The Australian Supply Chain Sustainability School (the School) is celebrating its five-year anniversary and reflecting upon the industry and school’s trajectory.
School CEO, Hayley Jarick says that “organisations are leading the charge to a more socially, environmentally and economically sustainable future in the ‘decade of change’. They know that the only way to make a difference is to act collectively and enable their partners to act."
Sustainability knowledge has moved from being niche to an operational imperative and the School has come into its own and is well placed to meet growing industry demand.
“There is a lot of opinion readily available and expert information is becoming harder and harder to decipher through the noise. The School cuts out the noise and provides our members a free learning platform about the topics that matter in our industry,” says Jarick.

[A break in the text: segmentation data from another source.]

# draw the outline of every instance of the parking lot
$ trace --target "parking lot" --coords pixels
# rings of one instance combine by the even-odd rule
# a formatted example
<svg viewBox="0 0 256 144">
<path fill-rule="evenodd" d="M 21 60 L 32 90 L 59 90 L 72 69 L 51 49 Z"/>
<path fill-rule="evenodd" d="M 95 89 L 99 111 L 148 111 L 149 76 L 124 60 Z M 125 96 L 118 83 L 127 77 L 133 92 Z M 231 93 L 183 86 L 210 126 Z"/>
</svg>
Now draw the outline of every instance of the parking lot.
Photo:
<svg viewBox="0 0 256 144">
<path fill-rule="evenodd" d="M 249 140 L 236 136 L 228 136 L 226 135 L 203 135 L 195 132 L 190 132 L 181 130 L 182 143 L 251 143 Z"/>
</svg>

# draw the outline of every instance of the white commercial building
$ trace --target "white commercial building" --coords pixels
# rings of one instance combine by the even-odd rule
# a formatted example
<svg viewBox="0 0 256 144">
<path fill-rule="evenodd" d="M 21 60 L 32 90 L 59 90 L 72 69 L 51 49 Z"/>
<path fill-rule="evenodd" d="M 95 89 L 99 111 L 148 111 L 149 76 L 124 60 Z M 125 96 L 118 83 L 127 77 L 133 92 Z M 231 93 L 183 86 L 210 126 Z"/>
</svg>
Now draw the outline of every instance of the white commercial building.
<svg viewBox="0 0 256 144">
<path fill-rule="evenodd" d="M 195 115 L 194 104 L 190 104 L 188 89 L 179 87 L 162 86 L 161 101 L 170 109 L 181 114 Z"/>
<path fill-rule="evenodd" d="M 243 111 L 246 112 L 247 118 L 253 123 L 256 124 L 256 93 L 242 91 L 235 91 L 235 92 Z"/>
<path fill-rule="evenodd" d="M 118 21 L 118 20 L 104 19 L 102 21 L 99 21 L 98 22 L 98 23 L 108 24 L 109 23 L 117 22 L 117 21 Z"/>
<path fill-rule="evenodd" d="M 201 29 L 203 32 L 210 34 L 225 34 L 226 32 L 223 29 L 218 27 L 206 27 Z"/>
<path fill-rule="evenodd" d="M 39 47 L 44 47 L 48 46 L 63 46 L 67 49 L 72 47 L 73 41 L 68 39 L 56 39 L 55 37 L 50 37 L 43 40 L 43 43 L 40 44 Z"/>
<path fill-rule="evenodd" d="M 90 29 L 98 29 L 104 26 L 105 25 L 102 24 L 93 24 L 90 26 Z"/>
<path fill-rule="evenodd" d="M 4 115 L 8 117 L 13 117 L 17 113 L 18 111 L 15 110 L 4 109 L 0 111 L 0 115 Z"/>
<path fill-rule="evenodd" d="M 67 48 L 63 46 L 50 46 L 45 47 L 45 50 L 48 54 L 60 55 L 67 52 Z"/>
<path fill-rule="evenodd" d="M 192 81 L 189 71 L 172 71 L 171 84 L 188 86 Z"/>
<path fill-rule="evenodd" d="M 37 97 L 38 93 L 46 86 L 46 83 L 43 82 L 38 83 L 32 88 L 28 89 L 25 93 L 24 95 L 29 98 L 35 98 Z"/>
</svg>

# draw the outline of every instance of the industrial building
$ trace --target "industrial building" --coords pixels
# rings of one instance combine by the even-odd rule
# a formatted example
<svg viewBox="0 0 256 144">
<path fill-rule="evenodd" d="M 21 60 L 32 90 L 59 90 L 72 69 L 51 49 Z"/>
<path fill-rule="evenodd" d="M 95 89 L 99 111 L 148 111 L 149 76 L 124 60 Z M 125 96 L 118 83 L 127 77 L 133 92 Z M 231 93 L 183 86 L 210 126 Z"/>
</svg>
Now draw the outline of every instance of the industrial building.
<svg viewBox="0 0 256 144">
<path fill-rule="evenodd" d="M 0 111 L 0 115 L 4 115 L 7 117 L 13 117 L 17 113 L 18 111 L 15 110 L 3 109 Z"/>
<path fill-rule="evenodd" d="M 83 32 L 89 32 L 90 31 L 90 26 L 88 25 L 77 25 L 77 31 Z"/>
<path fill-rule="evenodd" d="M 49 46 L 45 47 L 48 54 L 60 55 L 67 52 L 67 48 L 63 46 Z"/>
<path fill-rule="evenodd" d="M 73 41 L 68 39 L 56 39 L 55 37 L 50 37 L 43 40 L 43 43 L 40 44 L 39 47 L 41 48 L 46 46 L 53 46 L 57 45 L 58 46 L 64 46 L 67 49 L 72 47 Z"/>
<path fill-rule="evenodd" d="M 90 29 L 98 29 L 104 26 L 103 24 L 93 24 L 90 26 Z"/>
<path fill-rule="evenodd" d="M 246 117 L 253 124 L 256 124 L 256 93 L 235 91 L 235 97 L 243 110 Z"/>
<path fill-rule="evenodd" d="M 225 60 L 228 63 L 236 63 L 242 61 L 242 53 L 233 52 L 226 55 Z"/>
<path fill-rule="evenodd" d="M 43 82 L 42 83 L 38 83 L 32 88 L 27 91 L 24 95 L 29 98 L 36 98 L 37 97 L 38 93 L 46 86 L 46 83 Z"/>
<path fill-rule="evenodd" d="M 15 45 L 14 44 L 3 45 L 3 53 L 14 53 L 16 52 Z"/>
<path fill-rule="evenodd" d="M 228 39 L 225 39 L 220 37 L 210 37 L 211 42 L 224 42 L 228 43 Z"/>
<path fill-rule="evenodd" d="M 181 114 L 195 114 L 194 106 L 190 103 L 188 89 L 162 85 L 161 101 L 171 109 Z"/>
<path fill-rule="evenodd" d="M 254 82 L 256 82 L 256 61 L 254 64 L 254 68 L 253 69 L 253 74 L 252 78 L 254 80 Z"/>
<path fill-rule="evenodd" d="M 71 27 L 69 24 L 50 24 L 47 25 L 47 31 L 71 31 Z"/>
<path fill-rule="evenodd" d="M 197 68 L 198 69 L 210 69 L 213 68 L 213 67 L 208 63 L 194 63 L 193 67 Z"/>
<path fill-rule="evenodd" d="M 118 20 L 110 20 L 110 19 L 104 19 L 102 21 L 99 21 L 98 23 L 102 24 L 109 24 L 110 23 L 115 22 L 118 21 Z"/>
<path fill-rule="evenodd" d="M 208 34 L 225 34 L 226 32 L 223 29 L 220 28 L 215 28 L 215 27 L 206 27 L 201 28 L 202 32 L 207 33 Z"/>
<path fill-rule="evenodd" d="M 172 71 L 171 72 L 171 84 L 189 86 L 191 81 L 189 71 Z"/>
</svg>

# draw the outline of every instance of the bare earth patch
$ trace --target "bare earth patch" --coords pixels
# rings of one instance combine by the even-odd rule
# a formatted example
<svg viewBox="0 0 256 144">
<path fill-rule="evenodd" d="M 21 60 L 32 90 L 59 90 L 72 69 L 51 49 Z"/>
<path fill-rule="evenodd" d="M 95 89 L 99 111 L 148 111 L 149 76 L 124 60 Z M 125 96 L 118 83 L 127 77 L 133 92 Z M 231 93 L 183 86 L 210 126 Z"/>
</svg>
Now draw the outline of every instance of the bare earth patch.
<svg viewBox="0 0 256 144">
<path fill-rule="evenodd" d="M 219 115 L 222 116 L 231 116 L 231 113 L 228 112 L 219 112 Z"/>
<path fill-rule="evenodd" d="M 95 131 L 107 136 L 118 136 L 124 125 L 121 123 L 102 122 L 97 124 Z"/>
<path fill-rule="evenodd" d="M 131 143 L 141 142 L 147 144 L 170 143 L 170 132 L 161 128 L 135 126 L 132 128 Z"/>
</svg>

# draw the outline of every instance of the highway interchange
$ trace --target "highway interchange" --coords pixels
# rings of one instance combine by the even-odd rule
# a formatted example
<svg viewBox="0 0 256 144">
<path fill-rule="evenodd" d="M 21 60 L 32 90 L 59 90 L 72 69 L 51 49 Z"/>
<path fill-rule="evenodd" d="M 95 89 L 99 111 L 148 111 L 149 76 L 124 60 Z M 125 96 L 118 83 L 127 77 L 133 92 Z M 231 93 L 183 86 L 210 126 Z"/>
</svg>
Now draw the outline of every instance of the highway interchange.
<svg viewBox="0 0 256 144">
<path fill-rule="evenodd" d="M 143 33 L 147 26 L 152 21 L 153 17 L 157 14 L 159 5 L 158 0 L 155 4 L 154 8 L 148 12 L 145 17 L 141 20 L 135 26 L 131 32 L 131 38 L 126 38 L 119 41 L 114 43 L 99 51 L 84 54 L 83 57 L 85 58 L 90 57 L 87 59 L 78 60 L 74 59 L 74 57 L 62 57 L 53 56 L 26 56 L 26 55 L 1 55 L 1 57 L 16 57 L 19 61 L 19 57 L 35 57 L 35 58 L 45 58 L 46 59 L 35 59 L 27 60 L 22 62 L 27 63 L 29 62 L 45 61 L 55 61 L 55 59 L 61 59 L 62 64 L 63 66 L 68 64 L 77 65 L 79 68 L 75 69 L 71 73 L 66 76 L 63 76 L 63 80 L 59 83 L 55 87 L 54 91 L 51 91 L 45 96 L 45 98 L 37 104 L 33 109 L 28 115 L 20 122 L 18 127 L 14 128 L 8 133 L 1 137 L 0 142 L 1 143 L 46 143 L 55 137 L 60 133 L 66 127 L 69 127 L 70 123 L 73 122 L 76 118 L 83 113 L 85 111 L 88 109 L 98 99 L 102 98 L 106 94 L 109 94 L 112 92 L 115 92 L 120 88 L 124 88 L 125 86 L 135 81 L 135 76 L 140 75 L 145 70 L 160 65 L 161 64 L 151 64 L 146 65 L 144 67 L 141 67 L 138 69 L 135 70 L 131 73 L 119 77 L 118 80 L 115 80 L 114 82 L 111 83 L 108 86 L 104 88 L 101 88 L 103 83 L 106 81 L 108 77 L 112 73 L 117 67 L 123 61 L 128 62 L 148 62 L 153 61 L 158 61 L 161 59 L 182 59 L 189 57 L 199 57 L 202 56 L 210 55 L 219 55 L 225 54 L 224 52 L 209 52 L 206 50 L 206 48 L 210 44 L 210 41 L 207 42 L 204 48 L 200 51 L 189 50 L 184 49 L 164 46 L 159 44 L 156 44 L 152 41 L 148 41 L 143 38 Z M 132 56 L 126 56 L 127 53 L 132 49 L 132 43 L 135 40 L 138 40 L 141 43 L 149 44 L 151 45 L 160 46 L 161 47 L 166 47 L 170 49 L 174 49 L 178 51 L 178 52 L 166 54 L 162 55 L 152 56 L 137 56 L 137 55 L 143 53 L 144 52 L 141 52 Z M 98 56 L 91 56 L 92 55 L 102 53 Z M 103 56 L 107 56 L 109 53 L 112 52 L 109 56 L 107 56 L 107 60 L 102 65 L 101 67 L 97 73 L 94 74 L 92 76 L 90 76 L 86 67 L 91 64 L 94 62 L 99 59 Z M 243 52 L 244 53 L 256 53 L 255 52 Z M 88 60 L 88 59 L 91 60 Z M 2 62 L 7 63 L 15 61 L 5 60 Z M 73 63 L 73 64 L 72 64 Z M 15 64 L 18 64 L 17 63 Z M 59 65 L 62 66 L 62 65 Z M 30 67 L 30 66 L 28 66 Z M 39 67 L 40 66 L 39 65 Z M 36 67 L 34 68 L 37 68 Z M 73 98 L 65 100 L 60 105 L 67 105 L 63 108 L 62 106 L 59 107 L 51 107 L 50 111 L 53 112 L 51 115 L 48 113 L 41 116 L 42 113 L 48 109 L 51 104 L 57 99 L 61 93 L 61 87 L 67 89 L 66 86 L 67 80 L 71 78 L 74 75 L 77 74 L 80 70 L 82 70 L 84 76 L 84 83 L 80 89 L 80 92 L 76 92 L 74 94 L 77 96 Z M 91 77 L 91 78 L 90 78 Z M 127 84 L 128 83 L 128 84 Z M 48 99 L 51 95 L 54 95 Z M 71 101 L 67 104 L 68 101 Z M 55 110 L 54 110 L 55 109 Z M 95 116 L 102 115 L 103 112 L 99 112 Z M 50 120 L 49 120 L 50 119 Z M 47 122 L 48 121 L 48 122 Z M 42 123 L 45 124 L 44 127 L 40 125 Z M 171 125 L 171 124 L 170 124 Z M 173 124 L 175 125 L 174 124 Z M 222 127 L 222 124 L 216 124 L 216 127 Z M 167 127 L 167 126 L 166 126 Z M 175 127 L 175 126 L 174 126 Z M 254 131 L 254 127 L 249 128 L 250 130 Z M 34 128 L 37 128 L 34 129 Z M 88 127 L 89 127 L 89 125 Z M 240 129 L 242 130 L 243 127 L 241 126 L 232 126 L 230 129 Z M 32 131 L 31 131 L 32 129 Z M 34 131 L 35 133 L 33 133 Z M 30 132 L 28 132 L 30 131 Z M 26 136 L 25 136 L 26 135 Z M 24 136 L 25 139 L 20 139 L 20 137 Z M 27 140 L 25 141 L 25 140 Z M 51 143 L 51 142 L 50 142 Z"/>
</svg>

Since the School launched in 2015, it has grown steadily from just 8 founding Partners, 200 Members and 10 learning modules. Now, the School boasts 30 Partners, 1,684 Member companies, 2,698 registered users and there have been over 4,300 learning resource views.
So, what is on the horizon for the sustainability industry and how will the School continue to adapt to the needs of the market?
Jarick says that a lot of people in the sustainability field come from an environmental perspective with a tremendous ability to influence people with a like-minded desire to take care of the planet.
“We are seeing a trend for broader social and economic sustainability to be incorporated into this mix which had brought with it challenges and benefits.”
For instance, people are taking on board the intent of the Modern Slavery Act and changing their management approach of those who don’t initially comply with sustainability goals.
Instead of blacklisting and avoiding non-complying companies, now the trend is to use your position of influence to work with others towards compliance.
This is transformational for the industry and means that many in the industry will need to learn or refresh their emotional intelligence and conflict management skills.”
Jarick states that “the School is constantly evolving to changes and future needs. We are evolving the types of resources we have, to cater for changes in how people want to learn.”
“We are adding new resources every month and reviewing old resources to ensure our catalogue only contains the best resources. We are also looking to expand the School in new markets, so watch this space.”